Chris Smelley

No. 7
- Position: Quarterback

Personal information
- Born: September 29, 1986 (age 39)
- Listed height: 6 ft 2 in (1.88 m)
- Listed weight: 221 lb (100 kg)

Career information
- High school: American Christian Academy (Tuscaloosa, Alabama)
- College: South Carolina Gamecocks (2006–2008)
- Stats at ESPN

Other information
- Baseball player Baseball career

Alabama Crimson Tide – No. 22
- Catcher

NCAA Division I debut
- 2010, for the Alabama Crimson Tide

Last appearance
- 2010, for the Alabama Crimson Tide
- Stats at Baseball Reference

= Chris Smelley =

American football and baseball player (born 1986)

Christopher Smelley (born September 29, 1986) is an American football and baseball player. He is a former starting quarterback for the University of South Carolina, as well as a former catcher for the University of Alabama.

==High school==
In his high school football career, Smelley set Alabama High School Athletic Association records for yards in a single game (585) and season (4,120). He also set Alabama High School Athletic Association (AHSAA) records for touchdown passes in a season (59) and career (134).

While attending American Christian Academy in Tuscaloosa, the 6'2", 221 lb Smelley played on three state championship baseball teams and was the Class 1A Player of the Year for 2005, but chose to pursue college football over college baseball.

On February 1, 2006, Smelley signed a national letter of intent to play football at the University of South Carolina. He was listed as a top-rated football prospect on ESPN.com's "Class of 2006".

==College career==

===University of South Carolina===
He arrived at South Carolina in 2006 and made two appearances in a backup role for the South Carolina Gamecocks. In the first two games of the 2006 season, he completed 9 of 15 passes for 112 yards. He suffered a heel injury during a practice and was granted a medical redshirt.

In 2007, after his return from injury, he took over the starting position after replacing ineffective starter Blake Mitchell against LSU. Steve Spurrier announced that Smelley would start against Mississippi State University on September 29, 2007, a game which earned him SEC Freshman of the week honors.

In 2008, Smelley was the second string quarterback behind Tommy Beecher. Beecher later suffered a concussion in the second half of the first game of the season after throwing four interceptions. Smelley entered the game and completed five passes on five attempts, also throwing for two touchdown passes. He was then named as the starter for the next game against the Vanderbilt Commodores. Later that year, he completed 22 of 32 passes, threw for 327 yards and three touchdowns during a win against Ole Miss. For his performance he was named the SEC Offensive Player of the Week.

He was 9–6 in 15 career starts. For his career, Smelley completed 56.4 percent of his passes for 3,210 yards and 23 touchdowns with 22 interceptions. He ranks in the top 10 on USC's all-time list in completions (270), attempts (479), completion percentage and passing touchdowns (22).

===University of Alabama===
On January 9, 2009, Smelley declared that he would be transferring from the University of South Carolina to go play baseball (and possibly football) at the University of Alabama.

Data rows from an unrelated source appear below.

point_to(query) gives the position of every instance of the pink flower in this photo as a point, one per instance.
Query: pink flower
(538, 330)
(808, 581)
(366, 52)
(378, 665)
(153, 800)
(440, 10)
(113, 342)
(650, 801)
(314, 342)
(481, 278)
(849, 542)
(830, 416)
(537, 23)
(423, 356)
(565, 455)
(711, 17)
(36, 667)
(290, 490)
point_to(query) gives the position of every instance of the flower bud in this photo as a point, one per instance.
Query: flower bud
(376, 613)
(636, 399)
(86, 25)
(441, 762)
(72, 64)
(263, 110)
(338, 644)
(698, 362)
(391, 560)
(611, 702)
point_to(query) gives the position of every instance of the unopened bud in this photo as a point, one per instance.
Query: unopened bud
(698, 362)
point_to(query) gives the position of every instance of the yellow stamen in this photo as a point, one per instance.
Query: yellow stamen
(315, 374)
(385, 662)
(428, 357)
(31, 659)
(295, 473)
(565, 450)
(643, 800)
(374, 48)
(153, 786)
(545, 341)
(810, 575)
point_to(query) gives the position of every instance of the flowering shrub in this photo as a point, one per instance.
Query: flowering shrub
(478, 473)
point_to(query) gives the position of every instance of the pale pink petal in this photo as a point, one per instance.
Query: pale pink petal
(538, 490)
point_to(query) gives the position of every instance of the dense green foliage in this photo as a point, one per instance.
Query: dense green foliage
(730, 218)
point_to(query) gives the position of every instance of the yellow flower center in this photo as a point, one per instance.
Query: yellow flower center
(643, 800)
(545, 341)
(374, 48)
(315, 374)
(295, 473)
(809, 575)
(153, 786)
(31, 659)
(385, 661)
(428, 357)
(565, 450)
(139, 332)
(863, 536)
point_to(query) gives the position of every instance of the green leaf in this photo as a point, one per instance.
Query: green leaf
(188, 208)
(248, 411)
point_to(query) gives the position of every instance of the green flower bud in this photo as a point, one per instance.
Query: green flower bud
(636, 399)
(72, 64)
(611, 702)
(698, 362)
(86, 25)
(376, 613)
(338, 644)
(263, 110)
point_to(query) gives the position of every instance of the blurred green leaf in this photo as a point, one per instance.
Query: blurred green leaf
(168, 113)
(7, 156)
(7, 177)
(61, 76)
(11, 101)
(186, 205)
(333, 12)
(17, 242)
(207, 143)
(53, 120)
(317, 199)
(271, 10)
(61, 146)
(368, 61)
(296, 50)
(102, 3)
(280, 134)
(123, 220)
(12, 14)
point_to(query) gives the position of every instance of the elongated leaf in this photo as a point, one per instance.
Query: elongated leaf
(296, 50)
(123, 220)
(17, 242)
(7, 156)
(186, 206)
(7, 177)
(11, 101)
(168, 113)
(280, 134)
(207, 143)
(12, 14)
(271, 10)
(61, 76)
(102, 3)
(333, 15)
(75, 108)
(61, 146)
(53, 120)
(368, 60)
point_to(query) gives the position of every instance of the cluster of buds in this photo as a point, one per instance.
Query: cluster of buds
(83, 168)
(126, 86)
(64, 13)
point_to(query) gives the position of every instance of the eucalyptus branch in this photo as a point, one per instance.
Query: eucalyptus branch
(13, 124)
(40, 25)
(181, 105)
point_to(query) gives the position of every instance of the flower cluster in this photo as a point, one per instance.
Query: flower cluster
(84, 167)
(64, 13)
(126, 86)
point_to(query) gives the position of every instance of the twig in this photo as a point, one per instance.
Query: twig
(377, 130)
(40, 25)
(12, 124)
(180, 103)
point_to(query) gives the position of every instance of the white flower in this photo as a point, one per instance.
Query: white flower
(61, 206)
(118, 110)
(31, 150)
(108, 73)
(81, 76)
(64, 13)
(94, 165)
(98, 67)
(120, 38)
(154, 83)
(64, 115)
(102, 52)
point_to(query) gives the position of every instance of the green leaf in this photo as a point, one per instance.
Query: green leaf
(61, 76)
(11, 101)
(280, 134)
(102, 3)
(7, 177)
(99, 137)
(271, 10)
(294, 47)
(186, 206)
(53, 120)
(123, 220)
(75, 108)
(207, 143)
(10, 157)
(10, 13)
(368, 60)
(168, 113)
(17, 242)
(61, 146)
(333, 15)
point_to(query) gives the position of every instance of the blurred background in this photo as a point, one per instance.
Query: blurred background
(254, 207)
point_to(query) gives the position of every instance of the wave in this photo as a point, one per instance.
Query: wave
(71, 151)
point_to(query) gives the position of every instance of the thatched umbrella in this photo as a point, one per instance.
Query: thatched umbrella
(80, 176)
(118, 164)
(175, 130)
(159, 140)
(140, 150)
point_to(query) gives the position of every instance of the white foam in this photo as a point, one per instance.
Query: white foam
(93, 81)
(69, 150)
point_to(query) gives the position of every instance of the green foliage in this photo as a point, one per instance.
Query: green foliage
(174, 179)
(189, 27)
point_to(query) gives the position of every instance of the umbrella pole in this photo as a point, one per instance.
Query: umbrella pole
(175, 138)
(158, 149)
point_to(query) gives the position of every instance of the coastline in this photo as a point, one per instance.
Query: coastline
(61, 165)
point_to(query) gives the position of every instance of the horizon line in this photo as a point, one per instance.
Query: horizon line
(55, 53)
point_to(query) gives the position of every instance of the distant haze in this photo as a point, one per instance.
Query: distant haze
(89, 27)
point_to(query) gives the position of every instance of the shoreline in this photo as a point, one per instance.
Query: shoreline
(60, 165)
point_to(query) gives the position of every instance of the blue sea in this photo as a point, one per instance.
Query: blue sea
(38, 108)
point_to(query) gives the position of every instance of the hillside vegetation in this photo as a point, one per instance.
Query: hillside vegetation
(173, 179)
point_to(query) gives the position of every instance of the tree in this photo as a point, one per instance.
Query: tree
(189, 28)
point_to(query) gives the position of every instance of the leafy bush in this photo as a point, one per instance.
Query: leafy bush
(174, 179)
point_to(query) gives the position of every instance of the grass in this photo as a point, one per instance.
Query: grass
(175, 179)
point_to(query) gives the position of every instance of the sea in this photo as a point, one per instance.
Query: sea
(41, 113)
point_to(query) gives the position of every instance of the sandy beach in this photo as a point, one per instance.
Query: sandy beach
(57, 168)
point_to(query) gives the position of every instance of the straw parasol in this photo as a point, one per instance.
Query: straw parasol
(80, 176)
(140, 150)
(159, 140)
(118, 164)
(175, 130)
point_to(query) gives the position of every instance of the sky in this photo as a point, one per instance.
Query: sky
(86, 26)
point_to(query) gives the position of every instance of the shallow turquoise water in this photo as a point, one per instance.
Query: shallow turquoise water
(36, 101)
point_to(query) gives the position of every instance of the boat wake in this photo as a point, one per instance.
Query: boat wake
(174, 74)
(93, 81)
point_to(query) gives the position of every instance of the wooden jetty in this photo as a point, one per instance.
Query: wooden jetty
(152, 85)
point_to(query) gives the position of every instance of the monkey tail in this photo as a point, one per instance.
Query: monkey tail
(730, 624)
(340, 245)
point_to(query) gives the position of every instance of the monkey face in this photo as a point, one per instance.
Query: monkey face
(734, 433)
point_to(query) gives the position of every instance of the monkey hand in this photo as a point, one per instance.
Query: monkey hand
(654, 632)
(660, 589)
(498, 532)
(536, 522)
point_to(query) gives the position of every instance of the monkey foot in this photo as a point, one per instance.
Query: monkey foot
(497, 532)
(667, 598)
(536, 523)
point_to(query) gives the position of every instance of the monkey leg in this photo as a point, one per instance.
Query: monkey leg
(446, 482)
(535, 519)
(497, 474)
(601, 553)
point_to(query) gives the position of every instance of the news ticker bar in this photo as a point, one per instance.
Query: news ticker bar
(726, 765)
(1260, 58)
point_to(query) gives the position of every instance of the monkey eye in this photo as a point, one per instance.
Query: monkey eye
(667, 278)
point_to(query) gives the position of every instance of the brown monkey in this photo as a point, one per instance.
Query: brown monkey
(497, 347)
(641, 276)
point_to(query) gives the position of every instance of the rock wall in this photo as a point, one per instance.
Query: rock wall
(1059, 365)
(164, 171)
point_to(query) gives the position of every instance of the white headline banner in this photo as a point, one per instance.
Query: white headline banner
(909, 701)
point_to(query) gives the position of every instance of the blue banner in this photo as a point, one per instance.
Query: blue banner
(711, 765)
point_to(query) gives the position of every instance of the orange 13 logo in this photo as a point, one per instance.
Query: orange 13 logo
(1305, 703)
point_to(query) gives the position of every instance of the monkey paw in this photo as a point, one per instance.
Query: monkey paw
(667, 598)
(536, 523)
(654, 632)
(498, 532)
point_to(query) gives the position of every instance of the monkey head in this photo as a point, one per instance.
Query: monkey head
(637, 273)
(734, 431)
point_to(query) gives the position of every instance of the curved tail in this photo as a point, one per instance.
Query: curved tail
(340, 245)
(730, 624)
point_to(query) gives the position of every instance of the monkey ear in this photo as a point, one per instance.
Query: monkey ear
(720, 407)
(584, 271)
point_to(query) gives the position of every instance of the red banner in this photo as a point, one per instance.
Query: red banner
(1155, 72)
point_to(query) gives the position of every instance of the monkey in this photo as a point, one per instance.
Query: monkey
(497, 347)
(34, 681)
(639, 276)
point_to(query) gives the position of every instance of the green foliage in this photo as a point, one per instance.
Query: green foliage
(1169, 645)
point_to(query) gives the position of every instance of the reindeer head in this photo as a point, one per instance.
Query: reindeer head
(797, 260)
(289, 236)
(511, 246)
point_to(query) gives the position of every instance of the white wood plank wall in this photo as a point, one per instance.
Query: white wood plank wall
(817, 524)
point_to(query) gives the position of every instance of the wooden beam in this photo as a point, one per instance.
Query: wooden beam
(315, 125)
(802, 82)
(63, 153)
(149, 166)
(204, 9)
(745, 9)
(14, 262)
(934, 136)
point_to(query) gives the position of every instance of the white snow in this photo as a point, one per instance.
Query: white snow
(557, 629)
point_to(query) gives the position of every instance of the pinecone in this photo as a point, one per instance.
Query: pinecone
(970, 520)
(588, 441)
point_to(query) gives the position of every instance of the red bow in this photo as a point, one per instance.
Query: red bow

Due to NCAA transfer rules, he had to sit out the spring semester, though he was still able to practice with the team.

==Personal==
His brother is Brad Smelley, a former football player for the Alabama Crimson Tide, Cleveland Browns, and the Houston Texans.

=== Coaching career ===
Chris Smelley was hired as head football coach at American Christian Academy in Tuscaloosa, Alabama on January 9, 2014. On August 3, 2021, he resigned, citing personal reasons.